There has been a lot going on in the man in the middle space over the last few months. Frankly - I’m impressed. It’s something I haven’t talked much about publicly, but rather something I like to talk about to people at conferences. In fact, some of the innovations in the space is stuff I’ve been trying to get guys like Robert Graham and Dave Maynor to write into ferret for years now. That said, there has finally been some major leaps forward in actual technology to empower really nasty MITM attacks.

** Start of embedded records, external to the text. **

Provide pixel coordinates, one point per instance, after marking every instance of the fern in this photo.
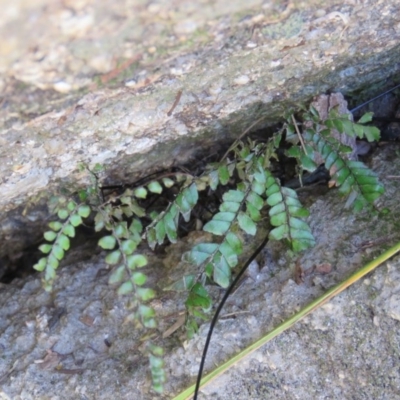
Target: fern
(59, 234)
(251, 195)
(285, 214)
(353, 178)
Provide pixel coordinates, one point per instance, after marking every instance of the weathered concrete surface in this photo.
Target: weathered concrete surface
(53, 345)
(233, 63)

One thing I’ve been annoyed with is that although MITM is technically possible, and indeed has even been demonstrated in lab environments a lot, it’s really not all that common, unless you’re talking about passive listening. There’s not a lot of programs that use MITM to actually modify traffic. Modifying it is where you get a lot more bang for your buck. There’s a good paper over at Watchfire about why active man in the middle attacks can give you a lot more. In fact, some of what’s in this paper was actually demonstrate by Rich Mogull at DefCon last year. No one was probably paying any mind to the analyst but that guy is ahead of his time, let me tell you! He was creating iframes to things like the gmail contact list and addresses from yahoo. Cool stuff - and that was just an evil twin.

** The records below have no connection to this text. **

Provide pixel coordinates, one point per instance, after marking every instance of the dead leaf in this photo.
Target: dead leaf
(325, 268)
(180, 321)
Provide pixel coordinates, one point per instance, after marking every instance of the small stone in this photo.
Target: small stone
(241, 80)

Also there are a few newish tools that are really important in this space. I think both need to evolve a bit, but they’re both open source, written in python, easy to modify and do 90% of the heavy lifting. So in my mind, active MITM attacks are finally really viable for the average attacker. The first tool is SSL strip written by Moxy. It does a great job of showing how you can just down-convert into an HTTP mode, and most of the time users won’t notice - especially on pages that just post to HTTPS (a huge pet peeve of mine).
The second tool is Middler written by Jay Beale. Jay took the concept to the next level and actually built in most of the DNS spoofing/ARP spoofing part of the attack that you need, so you don’t have to run separate programs to get the attack working. Both programs deserve a lot of praise for getting this attack to be more widely understood and realistic and beyond the passive sniffing that we are all accustomed to with tools like ferret and dsniff. Sure, the concept of a MITM attack is nowhere near new, but now it’s finally accessible to the average attacker - which means it’s something we should really start thinking about, beyond saying HTTPS is a solution to our problems - clearly it is not (and for a lot more reasons than Moxy went into too).